New tricks that Buzz Blaisdale proved incapable of learning.

Everything that the Air Force had drummed into them concerning flared, nose-high, easy-does-it touchdowns had to be erased
from Greene’s and Blaisdale’s memory banks. When you landed on the flight deck of a carrier at 150 miles per hour, you had
to slap down hard, like slamming your fist on the table, So that one of the four arresting cables strung across the deck trapped
your bird’s tailhook, stopping the airplane the way spider’s silk stops a fly. Anything less than that brutal collision with
the runaway and you’d run out of carrier deck and into a whole lot of ocean before you could say “Oh, shitttt—”

Now maybe it was the fact that Greene had been in combat while Blaisdale had missed out on ’Nam that had made the difference
between them. Maybe the experience of having an enemy doing everything it could to knock Greene’s Thud out of the sky during
his bombing runs had served to teach him to blank out his mind, to put himself in the zen warrior state in order to accomplish
whatever it was that had to be done. Then again, maybe it was just that Buzz Blaisdale had a better imagination than Greene.
Maybe poor old Buzz wasn’t able to stop himself from visualizing all the things that could go wrong when you tried to land
on a heaving carrier by rabbit-punching the deck with your airplane.
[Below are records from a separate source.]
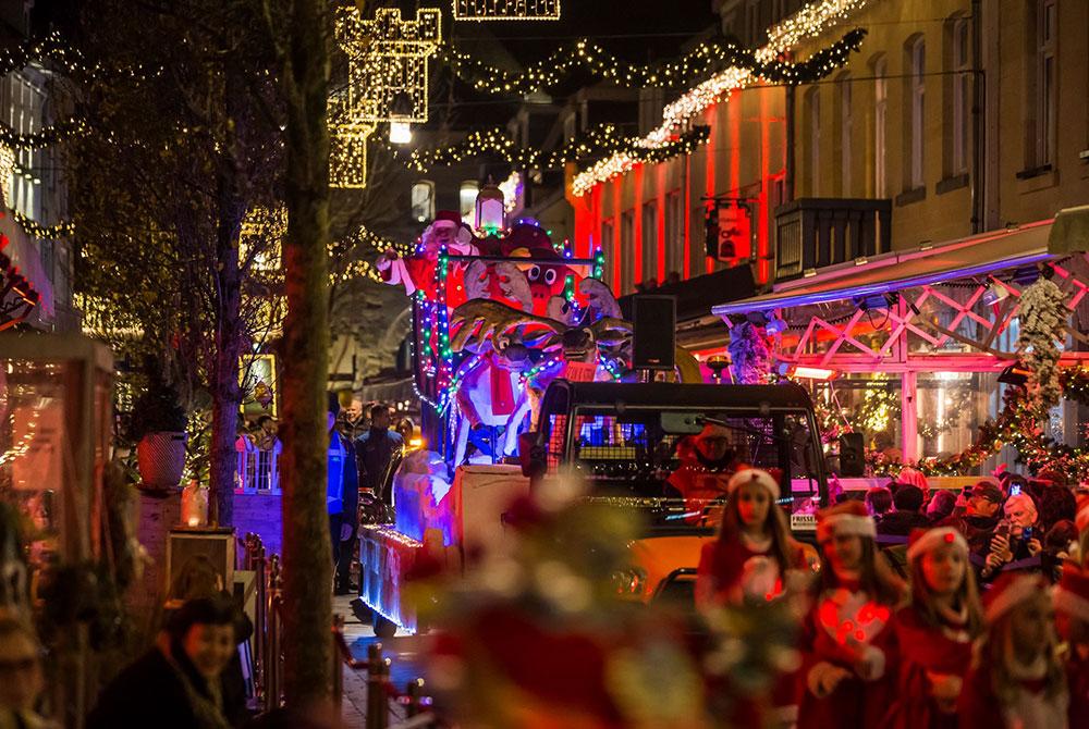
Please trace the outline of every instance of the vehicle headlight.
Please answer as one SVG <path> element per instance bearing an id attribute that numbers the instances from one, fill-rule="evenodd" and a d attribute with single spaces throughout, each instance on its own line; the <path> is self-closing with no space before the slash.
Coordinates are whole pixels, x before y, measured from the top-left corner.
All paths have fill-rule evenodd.
<path id="1" fill-rule="evenodd" d="M 647 586 L 647 571 L 638 567 L 619 569 L 612 573 L 617 595 L 641 595 Z"/>

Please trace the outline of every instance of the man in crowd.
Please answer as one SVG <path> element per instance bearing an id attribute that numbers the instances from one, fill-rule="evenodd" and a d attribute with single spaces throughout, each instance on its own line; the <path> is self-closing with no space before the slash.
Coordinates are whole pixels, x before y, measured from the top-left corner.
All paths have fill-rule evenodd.
<path id="1" fill-rule="evenodd" d="M 340 400 L 335 393 L 329 393 L 329 480 L 326 505 L 329 508 L 329 538 L 333 544 L 333 593 L 346 595 L 352 589 L 348 574 L 355 552 L 356 530 L 359 527 L 359 474 L 354 444 L 334 428 L 339 413 Z"/>
<path id="2" fill-rule="evenodd" d="M 986 558 L 991 534 L 999 523 L 1002 501 L 1002 490 L 993 479 L 981 480 L 968 493 L 964 512 L 954 510 L 953 516 L 937 526 L 954 527 L 968 540 L 968 551 Z"/>
<path id="3" fill-rule="evenodd" d="M 401 434 L 390 430 L 390 407 L 381 403 L 370 408 L 370 428 L 356 438 L 359 485 L 369 489 L 387 508 L 393 505 L 393 490 L 383 483 L 393 458 L 404 448 Z"/>
<path id="4" fill-rule="evenodd" d="M 893 510 L 878 522 L 878 534 L 907 536 L 913 529 L 927 529 L 930 520 L 922 512 L 922 489 L 905 483 L 892 495 Z"/>

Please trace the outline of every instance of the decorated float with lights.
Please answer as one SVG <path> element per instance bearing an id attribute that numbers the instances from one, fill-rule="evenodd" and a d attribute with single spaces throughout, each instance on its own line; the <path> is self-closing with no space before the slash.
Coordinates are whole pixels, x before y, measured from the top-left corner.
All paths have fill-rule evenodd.
<path id="1" fill-rule="evenodd" d="M 600 251 L 576 258 L 534 221 L 506 227 L 491 186 L 475 223 L 440 212 L 413 256 L 376 263 L 413 299 L 426 441 L 391 477 L 394 523 L 360 533 L 359 607 L 379 634 L 417 627 L 414 574 L 464 569 L 502 540 L 533 479 L 578 481 L 587 498 L 638 512 L 647 539 L 616 576 L 634 600 L 692 589 L 737 464 L 778 470 L 795 526 L 811 520 L 827 486 L 802 388 L 703 384 L 681 348 L 653 378 L 633 371 L 634 326 L 599 279 Z M 730 457 L 701 461 L 701 438 Z"/>

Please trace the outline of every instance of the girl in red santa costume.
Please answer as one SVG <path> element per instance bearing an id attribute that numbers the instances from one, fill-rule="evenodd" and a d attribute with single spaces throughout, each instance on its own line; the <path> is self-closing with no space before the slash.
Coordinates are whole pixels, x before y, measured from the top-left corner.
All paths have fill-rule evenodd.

Or maybe it was that Greene was more ornery. That he was crazier. Or maybe he just wanted it more….

For whatever reason, that first time out trying a simulated carrier landing on dry land, Greene was able to put aside everything
he’d learned about the Air Force way of landing a jet. As he angled his Buckeye trainer down toward that impossibly small-seeming
rectangle painted on the tarmac, he just cleared his mind of distractions and kept his eyes moving between the Fresnel light
landing aid, his instruments, and the looming ground. The Fresnel light landing aid, called “the ball,” was set up along the
side of the runway to give the pilot a point of reference for setting up his glide path. The ball looked something like a
traffic light, with a horizontal bank of lenses extending on both sides to form a cross. If the pilot was making his approach
properly, he’d see the middle vertical lens illuminated in relation to the horizontal lights. Too high and one of the upper
lenses would glimmer; too low and one of the bottom lights would show.